Wie bereits im Titel programmatisch anklingt, ging es um die Rekonstruktion rechter Ideologien unter Betonung von Nation und Europa. Danach sollte Großdeutschland in einem regionalistischen Europa die Führungsrolle bei der Wiedergewinnung der Identität der europäischen Völker zukommen. Die USA standen nach Ansicht von NE aufgrund ihres kulturellen und politischen Einflusses diesem Ziel im Weg, daher richtete sich die Zeitschrift ganz besonders gegen diese Großmacht.[8][9][2] Auch gegen den Staat Israel gerichtete Artikel sowie antisemitische Parolen („zionistisches Finanzspektrum“) waren häufig zu finden.

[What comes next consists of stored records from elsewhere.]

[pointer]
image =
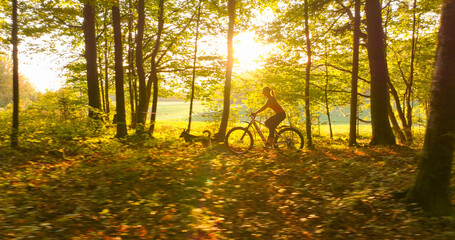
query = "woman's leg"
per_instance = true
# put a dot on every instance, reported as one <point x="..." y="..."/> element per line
<point x="272" y="123"/>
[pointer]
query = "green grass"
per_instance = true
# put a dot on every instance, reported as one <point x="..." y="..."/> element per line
<point x="179" y="111"/>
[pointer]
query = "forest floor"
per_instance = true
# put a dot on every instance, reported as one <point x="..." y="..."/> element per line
<point x="101" y="188"/>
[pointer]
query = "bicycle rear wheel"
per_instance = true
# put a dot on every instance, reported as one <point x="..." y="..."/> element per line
<point x="239" y="140"/>
<point x="288" y="141"/>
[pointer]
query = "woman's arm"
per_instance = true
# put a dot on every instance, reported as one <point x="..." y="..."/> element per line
<point x="266" y="105"/>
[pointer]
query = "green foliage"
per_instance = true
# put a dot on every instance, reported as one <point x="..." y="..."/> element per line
<point x="164" y="188"/>
<point x="27" y="92"/>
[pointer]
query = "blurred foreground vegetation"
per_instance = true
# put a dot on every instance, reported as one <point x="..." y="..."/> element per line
<point x="70" y="179"/>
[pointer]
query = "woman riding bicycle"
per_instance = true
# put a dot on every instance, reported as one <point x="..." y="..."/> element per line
<point x="274" y="120"/>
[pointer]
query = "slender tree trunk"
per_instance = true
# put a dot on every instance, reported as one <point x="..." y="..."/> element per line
<point x="355" y="76"/>
<point x="307" y="79"/>
<point x="131" y="80"/>
<point x="431" y="189"/>
<point x="106" y="74"/>
<point x="382" y="131"/>
<point x="408" y="129"/>
<point x="395" y="126"/>
<point x="94" y="100"/>
<point x="103" y="102"/>
<point x="230" y="63"/>
<point x="154" y="69"/>
<point x="119" y="92"/>
<point x="326" y="94"/>
<point x="15" y="41"/>
<point x="194" y="66"/>
<point x="142" y="108"/>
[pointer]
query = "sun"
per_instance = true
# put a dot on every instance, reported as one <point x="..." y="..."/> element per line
<point x="248" y="53"/>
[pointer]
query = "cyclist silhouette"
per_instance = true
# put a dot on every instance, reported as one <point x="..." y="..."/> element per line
<point x="274" y="120"/>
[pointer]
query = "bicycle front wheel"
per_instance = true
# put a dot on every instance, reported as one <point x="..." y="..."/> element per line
<point x="239" y="140"/>
<point x="288" y="141"/>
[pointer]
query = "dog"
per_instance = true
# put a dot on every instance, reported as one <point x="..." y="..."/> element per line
<point x="205" y="140"/>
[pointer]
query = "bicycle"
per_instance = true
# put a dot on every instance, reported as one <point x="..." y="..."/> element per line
<point x="239" y="140"/>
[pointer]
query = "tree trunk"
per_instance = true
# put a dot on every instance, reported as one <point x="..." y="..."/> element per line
<point x="382" y="131"/>
<point x="106" y="75"/>
<point x="15" y="41"/>
<point x="431" y="189"/>
<point x="230" y="63"/>
<point x="194" y="67"/>
<point x="326" y="94"/>
<point x="355" y="75"/>
<point x="94" y="100"/>
<point x="131" y="80"/>
<point x="119" y="92"/>
<point x="408" y="129"/>
<point x="154" y="70"/>
<point x="307" y="80"/>
<point x="144" y="98"/>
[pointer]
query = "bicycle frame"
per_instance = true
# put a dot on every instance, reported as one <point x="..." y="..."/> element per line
<point x="255" y="124"/>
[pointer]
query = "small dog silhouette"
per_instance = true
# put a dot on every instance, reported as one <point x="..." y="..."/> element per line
<point x="205" y="140"/>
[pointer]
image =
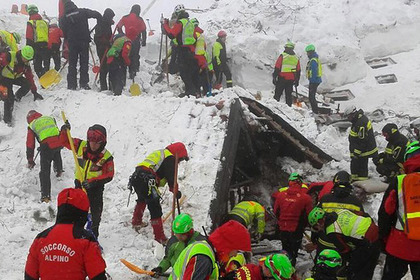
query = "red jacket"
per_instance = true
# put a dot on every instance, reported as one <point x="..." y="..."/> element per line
<point x="291" y="207"/>
<point x="64" y="252"/>
<point x="134" y="26"/>
<point x="54" y="35"/>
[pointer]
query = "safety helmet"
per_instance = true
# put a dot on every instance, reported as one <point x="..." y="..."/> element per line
<point x="295" y="176"/>
<point x="280" y="266"/>
<point x="351" y="109"/>
<point x="182" y="223"/>
<point x="412" y="149"/>
<point x="17" y="37"/>
<point x="289" y="45"/>
<point x="27" y="52"/>
<point x="310" y="48"/>
<point x="96" y="133"/>
<point x="315" y="215"/>
<point x="179" y="8"/>
<point x="178" y="148"/>
<point x="32" y="9"/>
<point x="221" y="34"/>
<point x="330" y="258"/>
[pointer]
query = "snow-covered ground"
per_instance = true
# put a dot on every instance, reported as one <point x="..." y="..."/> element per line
<point x="345" y="34"/>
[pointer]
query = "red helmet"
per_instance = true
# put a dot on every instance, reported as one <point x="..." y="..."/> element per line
<point x="178" y="148"/>
<point x="221" y="34"/>
<point x="32" y="115"/>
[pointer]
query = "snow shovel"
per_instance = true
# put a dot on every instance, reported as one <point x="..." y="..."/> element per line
<point x="135" y="89"/>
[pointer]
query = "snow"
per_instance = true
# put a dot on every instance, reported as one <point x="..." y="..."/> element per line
<point x="345" y="33"/>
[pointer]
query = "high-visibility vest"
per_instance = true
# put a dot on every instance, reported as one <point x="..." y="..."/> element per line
<point x="309" y="68"/>
<point x="40" y="27"/>
<point x="408" y="216"/>
<point x="350" y="224"/>
<point x="9" y="40"/>
<point x="88" y="169"/>
<point x="44" y="127"/>
<point x="196" y="248"/>
<point x="248" y="211"/>
<point x="289" y="63"/>
<point x="187" y="32"/>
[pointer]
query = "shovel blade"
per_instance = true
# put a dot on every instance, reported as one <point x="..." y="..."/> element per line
<point x="135" y="89"/>
<point x="50" y="78"/>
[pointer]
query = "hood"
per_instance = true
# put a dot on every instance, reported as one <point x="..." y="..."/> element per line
<point x="229" y="237"/>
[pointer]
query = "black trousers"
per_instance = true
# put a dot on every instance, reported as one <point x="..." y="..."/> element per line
<point x="95" y="195"/>
<point x="54" y="53"/>
<point x="78" y="51"/>
<point x="312" y="94"/>
<point x="287" y="87"/>
<point x="117" y="70"/>
<point x="41" y="59"/>
<point x="147" y="194"/>
<point x="291" y="242"/>
<point x="396" y="268"/>
<point x="47" y="156"/>
<point x="10" y="101"/>
<point x="188" y="69"/>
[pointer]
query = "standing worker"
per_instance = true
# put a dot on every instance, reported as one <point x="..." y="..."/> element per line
<point x="313" y="73"/>
<point x="155" y="171"/>
<point x="37" y="38"/>
<point x="220" y="61"/>
<point x="135" y="30"/>
<point x="286" y="73"/>
<point x="96" y="168"/>
<point x="46" y="132"/>
<point x="362" y="143"/>
<point x="75" y="27"/>
<point x="398" y="219"/>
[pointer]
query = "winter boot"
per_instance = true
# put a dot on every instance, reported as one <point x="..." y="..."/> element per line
<point x="158" y="230"/>
<point x="137" y="220"/>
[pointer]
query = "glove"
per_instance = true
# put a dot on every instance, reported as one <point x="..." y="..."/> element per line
<point x="31" y="164"/>
<point x="158" y="271"/>
<point x="66" y="125"/>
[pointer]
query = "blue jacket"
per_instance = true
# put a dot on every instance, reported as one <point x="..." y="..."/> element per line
<point x="313" y="64"/>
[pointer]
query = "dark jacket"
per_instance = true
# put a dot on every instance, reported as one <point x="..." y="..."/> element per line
<point x="75" y="24"/>
<point x="361" y="138"/>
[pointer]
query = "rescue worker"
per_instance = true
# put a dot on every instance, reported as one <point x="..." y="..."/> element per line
<point x="96" y="168"/>
<point x="362" y="143"/>
<point x="37" y="38"/>
<point x="291" y="209"/>
<point x="286" y="73"/>
<point x="277" y="267"/>
<point x="9" y="41"/>
<point x="354" y="237"/>
<point x="185" y="32"/>
<point x="220" y="61"/>
<point x="155" y="171"/>
<point x="135" y="30"/>
<point x="327" y="267"/>
<point x="44" y="129"/>
<point x="184" y="235"/>
<point x="199" y="259"/>
<point x="16" y="70"/>
<point x="118" y="58"/>
<point x="66" y="250"/>
<point x="313" y="73"/>
<point x="54" y="44"/>
<point x="390" y="162"/>
<point x="398" y="219"/>
<point x="75" y="28"/>
<point x="103" y="40"/>
<point x="249" y="213"/>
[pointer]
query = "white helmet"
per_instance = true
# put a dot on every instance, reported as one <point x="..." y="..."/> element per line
<point x="349" y="110"/>
<point x="179" y="8"/>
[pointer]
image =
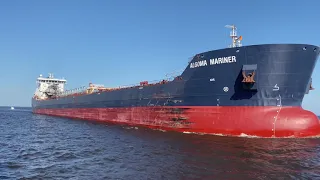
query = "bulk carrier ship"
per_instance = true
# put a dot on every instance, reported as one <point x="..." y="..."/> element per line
<point x="254" y="90"/>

Die zentrale Funktion der Zeitschrift war die Bereitstellung von richtungsweisenden Themen, Strategiediskussionen und Interventionsmöglichkeiten, die sich an das gesamte rechtsextreme Spektrum richten. Neben diesen strategischen und theoretischen Überlegungen enthielt die Zeitschrift auch Beiträge zum aktuellen Tagesgeschehen.[8][9][2] Anton Maegerle charakterisiert die Artikel der Zeitschrift als „oftmals fremdenfeindlichen oder auch revisionistischen Inhalts“.[16]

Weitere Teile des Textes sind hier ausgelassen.